Unlike pegfilgrastim (Neulasta) and eflapegrastim (Rolvedon) which are derived from E. coli bacteria culture, efbemalenograstim alfa is produced in the Chinese hamster ovary cells (CHO) with modifications such as glycosylation that render its structure more like the original G-CSF, which may contribute to its increased potency in binding to receptors than those produced in bacteria.

In addition, in vitro studies showed that same-day administration of Eflagrastim with chemotherapy enhanced neutropenic recovery compared to pegfilgrastim in neutropenic rats [27]. Based on these observations, a Phase 1 clinical trial to evaluate safety and efficacy of same-day dosing of eflapegrastim in patients with breast cancer (NCT04187898) is ongoing. Results from the first 9 patients with early-stages breast cancer are very promising [29]. Evive’s in house studies in rats also showed assuring results of same-day administration of efbemalenograstim alfa (data not published).

Currently, all long-acting G-CSFs currently in the market are PEGylated G-CSFs including Rolvedon which was recently approved by FDA. Allergies to PEG are rare but increasingly recognized and can be severe.

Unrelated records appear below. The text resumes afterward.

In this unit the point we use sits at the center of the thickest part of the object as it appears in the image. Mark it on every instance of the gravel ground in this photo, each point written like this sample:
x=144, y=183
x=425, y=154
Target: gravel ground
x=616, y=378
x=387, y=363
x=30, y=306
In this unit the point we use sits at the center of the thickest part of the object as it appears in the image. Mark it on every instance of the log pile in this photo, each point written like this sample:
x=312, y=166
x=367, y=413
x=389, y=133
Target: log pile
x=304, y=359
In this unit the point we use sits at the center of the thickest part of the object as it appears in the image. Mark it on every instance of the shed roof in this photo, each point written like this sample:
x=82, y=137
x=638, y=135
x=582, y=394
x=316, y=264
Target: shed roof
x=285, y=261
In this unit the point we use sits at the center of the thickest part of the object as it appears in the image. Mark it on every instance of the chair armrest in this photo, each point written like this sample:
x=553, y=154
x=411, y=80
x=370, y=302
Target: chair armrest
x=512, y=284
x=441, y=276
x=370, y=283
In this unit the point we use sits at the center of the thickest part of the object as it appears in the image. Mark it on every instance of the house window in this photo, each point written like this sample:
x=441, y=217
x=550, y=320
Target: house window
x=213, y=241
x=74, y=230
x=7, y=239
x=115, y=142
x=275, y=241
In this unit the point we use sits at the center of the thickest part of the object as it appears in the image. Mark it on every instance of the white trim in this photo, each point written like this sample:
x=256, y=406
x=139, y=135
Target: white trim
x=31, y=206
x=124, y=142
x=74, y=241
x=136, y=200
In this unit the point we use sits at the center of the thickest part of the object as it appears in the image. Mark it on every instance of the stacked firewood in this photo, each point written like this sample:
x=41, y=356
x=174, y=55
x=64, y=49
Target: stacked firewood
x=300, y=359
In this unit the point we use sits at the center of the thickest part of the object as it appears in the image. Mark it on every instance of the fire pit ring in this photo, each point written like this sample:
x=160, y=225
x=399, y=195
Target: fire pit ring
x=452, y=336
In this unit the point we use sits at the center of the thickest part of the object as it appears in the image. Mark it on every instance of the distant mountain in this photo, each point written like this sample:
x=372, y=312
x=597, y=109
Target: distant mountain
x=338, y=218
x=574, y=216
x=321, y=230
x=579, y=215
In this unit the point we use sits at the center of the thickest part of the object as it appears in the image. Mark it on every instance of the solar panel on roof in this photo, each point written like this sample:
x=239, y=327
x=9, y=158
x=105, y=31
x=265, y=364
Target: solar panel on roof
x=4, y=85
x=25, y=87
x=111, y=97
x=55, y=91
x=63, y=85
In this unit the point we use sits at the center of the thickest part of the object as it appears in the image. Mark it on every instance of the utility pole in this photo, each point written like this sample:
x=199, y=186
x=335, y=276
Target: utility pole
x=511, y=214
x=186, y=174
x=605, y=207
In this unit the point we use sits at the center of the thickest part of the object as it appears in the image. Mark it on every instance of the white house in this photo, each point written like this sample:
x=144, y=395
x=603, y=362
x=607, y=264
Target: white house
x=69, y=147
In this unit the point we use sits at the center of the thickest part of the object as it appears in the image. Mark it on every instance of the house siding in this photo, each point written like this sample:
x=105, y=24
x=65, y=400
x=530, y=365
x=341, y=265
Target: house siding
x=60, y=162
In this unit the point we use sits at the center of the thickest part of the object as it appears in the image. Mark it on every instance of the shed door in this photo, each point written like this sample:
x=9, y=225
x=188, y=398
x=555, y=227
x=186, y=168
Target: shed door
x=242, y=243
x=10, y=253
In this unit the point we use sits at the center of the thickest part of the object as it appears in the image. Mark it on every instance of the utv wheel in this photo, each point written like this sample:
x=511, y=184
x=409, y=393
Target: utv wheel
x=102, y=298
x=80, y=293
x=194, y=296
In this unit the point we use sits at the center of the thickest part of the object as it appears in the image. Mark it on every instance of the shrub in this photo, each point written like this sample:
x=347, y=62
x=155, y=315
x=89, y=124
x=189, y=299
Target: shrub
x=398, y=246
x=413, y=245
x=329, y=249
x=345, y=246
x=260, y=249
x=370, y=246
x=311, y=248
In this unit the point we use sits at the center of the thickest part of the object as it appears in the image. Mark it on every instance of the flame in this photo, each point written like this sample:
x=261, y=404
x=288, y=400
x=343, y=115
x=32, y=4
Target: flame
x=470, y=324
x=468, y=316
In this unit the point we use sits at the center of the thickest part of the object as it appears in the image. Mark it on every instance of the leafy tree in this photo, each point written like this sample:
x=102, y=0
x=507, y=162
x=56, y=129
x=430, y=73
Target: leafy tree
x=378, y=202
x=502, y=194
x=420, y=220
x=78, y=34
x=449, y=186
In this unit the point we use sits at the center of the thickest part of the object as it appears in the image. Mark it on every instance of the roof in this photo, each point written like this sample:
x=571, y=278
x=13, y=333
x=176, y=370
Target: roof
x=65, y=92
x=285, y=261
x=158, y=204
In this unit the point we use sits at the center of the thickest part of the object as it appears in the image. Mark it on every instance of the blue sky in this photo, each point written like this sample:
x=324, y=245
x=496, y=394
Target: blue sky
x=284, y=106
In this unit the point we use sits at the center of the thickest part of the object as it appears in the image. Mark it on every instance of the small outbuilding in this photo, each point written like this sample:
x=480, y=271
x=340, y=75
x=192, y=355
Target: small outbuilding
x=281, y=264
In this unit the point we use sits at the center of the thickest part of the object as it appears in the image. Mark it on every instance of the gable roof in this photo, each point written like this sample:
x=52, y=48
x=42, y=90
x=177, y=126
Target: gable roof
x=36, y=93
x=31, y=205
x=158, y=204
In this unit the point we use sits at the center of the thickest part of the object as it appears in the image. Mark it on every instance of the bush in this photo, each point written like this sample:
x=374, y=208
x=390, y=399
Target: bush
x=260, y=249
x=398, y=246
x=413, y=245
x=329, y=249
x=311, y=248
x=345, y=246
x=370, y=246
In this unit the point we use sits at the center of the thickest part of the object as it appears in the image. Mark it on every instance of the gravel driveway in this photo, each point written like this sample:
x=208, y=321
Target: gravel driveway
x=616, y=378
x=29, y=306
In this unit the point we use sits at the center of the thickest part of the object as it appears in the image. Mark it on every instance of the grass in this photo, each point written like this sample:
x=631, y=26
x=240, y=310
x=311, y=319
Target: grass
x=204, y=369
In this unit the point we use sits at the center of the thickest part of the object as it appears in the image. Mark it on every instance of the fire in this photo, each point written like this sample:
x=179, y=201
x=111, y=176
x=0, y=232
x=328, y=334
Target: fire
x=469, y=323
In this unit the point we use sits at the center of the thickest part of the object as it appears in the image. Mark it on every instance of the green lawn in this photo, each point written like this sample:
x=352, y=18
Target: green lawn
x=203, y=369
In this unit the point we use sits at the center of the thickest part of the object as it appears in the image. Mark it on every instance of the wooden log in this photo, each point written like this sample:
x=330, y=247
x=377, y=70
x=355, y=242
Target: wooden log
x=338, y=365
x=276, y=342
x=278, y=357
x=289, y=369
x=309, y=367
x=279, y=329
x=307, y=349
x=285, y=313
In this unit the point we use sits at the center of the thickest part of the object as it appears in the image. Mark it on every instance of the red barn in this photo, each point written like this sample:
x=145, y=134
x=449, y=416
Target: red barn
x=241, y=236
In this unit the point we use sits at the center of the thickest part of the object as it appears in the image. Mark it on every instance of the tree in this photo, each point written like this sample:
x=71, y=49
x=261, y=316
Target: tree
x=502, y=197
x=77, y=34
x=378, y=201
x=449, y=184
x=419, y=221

With the rising usage of PEG in commercial products, it has been reported that as many as 70% of people possess detectable levels of anti-PEG antibodies. Pre-existing anti-PEG antibodies may induce hypersensitivity reactions [7] while drug-induced PEG immunity may reduce the efficacy or safety of subsequently administered PEGylated drugs. Efbemalenograstim alfa is unique as a novel long-acting G-CSF without PEGylation.

Overall, the results from this study demonstrate that efbemalenograstim alfa is a safe and effective treatment for the management of neutropenia in patients undergoing myelosuppressive chemotherapy and is comparable to pegfilgrastim.